El Evangelio de hoy nos ofrece esta oración de Jesús: “¡Te doy gracias, Padre, Señor del cielo y de la tierra, porque has revelado estas cosas a los pequeños!”. Una oración que brota de la confianza y la alegría. De la confianza, porque al decir: ¡Te doy gracias, Padre!, señala que descansa en el Padre; y de la alegría, porque cuando la confianza desemboca en el agradecimiento, lleva a la alegría.

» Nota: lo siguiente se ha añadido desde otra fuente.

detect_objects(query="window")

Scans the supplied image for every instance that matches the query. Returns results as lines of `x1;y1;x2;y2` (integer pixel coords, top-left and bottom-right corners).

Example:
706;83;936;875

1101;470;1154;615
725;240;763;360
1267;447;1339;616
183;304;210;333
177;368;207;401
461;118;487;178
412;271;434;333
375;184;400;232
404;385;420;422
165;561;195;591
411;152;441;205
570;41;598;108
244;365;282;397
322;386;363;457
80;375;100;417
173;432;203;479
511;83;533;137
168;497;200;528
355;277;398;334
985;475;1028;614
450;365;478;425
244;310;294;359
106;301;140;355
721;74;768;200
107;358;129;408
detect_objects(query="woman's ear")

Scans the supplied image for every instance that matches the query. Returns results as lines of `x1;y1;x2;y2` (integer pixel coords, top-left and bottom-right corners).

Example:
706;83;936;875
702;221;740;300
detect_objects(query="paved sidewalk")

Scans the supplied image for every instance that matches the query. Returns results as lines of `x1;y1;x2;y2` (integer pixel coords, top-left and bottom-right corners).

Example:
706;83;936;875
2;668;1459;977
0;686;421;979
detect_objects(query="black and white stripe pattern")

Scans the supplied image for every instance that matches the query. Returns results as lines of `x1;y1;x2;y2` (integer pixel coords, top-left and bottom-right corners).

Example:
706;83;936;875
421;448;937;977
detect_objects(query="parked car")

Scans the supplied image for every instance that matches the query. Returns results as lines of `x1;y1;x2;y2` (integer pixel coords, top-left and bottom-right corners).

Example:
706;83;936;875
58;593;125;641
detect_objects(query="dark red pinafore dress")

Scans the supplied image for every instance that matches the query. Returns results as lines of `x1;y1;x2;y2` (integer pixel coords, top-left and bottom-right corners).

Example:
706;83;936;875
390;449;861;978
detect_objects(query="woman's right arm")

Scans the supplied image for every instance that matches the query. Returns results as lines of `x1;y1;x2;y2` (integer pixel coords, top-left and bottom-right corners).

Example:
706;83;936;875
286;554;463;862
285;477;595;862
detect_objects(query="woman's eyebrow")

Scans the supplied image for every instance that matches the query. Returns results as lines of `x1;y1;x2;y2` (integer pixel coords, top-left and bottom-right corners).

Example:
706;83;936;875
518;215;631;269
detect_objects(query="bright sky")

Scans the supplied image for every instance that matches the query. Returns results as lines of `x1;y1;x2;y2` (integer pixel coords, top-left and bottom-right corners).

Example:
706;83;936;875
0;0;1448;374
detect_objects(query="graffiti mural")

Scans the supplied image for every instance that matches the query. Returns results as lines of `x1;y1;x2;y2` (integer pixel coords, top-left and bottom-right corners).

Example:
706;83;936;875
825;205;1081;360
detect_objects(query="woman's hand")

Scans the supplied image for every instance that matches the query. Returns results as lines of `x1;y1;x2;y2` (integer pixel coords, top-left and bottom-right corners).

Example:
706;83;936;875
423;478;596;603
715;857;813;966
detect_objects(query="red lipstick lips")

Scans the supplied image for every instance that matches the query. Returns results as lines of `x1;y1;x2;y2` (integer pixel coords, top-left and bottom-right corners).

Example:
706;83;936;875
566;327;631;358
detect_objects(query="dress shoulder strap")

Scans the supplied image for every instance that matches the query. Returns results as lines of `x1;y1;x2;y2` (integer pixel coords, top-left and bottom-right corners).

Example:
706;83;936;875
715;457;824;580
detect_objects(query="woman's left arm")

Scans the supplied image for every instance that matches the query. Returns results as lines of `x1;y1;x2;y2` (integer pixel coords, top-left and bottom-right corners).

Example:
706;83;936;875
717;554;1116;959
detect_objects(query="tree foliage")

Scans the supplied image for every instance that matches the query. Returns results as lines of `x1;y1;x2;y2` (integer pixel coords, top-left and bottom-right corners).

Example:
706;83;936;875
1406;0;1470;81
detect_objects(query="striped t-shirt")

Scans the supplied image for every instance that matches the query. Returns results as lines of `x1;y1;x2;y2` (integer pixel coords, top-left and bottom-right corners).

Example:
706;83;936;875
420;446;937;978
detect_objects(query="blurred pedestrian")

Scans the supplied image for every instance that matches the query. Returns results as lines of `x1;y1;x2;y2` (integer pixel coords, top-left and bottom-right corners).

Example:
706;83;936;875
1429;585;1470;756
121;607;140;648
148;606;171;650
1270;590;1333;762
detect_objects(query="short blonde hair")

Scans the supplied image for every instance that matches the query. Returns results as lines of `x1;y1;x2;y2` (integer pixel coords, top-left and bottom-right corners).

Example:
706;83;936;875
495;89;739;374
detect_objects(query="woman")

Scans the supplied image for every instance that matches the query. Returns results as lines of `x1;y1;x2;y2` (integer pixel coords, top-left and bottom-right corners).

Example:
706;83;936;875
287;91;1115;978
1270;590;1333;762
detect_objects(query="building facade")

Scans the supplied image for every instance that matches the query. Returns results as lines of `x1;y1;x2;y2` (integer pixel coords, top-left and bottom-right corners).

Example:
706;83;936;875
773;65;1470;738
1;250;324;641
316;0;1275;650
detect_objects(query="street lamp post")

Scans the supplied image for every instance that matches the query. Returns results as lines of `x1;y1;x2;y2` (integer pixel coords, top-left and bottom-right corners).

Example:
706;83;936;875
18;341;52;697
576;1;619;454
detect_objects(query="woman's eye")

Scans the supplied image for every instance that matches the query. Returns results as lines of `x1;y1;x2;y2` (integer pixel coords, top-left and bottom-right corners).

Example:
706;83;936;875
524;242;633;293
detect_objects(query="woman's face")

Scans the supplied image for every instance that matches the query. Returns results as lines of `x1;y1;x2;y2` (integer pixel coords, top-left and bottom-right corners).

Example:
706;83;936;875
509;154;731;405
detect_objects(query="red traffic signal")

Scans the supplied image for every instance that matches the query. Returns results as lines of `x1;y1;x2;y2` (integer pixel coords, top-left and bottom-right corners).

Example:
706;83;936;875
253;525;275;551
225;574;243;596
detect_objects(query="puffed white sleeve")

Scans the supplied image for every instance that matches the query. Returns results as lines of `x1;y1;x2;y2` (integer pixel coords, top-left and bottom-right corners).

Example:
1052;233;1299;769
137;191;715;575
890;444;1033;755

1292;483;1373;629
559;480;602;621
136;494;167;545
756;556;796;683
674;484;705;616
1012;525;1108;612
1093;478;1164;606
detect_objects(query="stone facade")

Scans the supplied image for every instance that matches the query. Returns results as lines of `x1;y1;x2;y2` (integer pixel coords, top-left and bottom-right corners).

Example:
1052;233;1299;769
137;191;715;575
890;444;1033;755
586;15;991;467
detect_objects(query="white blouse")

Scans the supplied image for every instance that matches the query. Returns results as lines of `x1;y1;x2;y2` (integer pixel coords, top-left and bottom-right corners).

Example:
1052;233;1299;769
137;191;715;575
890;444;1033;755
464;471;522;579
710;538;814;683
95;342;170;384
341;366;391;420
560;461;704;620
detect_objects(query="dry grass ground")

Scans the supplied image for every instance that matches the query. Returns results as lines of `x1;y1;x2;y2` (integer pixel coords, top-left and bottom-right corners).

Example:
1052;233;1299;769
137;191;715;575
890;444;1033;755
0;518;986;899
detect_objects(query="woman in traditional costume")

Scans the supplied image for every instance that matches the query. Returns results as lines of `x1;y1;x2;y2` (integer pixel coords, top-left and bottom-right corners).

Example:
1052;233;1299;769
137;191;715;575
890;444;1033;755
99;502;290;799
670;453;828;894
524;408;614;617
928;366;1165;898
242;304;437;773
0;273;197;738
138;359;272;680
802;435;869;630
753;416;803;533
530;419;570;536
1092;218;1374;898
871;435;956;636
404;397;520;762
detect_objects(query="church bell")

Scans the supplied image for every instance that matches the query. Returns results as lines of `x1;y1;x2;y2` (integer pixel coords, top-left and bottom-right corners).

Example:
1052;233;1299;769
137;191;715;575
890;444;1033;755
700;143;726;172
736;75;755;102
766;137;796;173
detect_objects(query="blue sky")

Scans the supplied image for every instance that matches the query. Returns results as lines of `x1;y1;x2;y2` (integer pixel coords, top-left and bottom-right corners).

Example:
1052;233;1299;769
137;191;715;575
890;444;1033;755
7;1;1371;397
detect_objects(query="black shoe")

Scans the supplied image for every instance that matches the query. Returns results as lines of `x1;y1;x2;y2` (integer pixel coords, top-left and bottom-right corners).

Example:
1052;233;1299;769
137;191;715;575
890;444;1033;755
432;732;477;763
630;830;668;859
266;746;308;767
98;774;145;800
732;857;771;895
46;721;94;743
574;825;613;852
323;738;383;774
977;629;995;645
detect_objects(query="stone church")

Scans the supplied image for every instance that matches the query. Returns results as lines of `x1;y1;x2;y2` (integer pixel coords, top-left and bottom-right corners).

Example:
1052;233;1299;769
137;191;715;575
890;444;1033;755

Por eso, al orar así, Jesús está diciendo que la oración es fuente de confianza y alegría, pues con ella hacemos presente a Dios que nos ama como Padre. A Dios, “Señor del cielo y de la tierra”. He ahí un claro reconocimiento de que la creación entera es del Padre. Por lo que nosotros debemos mostrar nuestro agradecimiento defendiendo la obra del Padre aquí en la tierra.
Y Jesús prosigue: “Sí, Padre, así te ha parecido mejor”. “Sí, Padre”. Qué dos palabras. ¡Ay, si nosotros fuésemos capaces de decir: Sí, padre! Pero qué difícil resulta a veces orar.
A Jesús también debió resultarle difícil, pues ora así en un momento de fracaso. Ya que si leemos lo que antecede en el evangelio, descubrimos que Jesús acaba de fracasar como predicador y taumaturgo, pues las ciudades de Corozaín, Betzaida y Cafarnaún, donde hizo la mayoría de sus milagros, no se han convertido. Y él, en lugar de amargarse, alaba al Padre: “Sí, Padre, así te ha parecido mejor”.
Qué difícil orar de esta forma, cuando nuestras palabras u obras han fracasado, cuando han caído en el vacío y los hijos no van por los caminos que nosotros hubiésemos deseado.
Por eso, tras la aceptación de la voluntad del Padre, Jesús revela su unión íntima con Él: “Nadie conoce al Padre más que el Hijo y aquel a quien el Hijo se lo quiera revelar.
”Y Jesús que comenzó orando, ahora nos coloca ante la esencia de la oración. Pues cuando oramos, acontece algo que nos sobrepasa, algo que supera el motivo mismo de nuestra oración. Y es que, cuando nos ponemos ante Dios, para alabar, pedir o dar gracias, descubrimos que lo verdaderamente importante no es nuestra petición, ni nuestra alabanza, ni nuestra acción de gracias, sino el sabernos ante Dios; el sentirnos ante el que nos sobrepasa y ama; el vernos ante el amor incondicional de Dios que nos acoge siempre, como hijos, a nosotros, tan pequeños y pobres.
Y entonces, el que así ora siente aquello que dijo María: “¡Proclama mi alma la grandeza del Señor y se alegra mi espíritu en Dios mi salvador, porque ha mirado la humillación de su esclava!” Y quien así ora, descubre que Dios le ama.
Esta relación de amor es lo más importante y bello de puede sucedernos en la oración. Por eso, ojalá, en estos momentos, hiciéramos todos unos instantes de silencio en la presencia del Padre que nos ama. Diciéndole con Jesús: Yo te alabo, Señor del cielo y de la tierra. Y te doy gracias. Sí, Padre.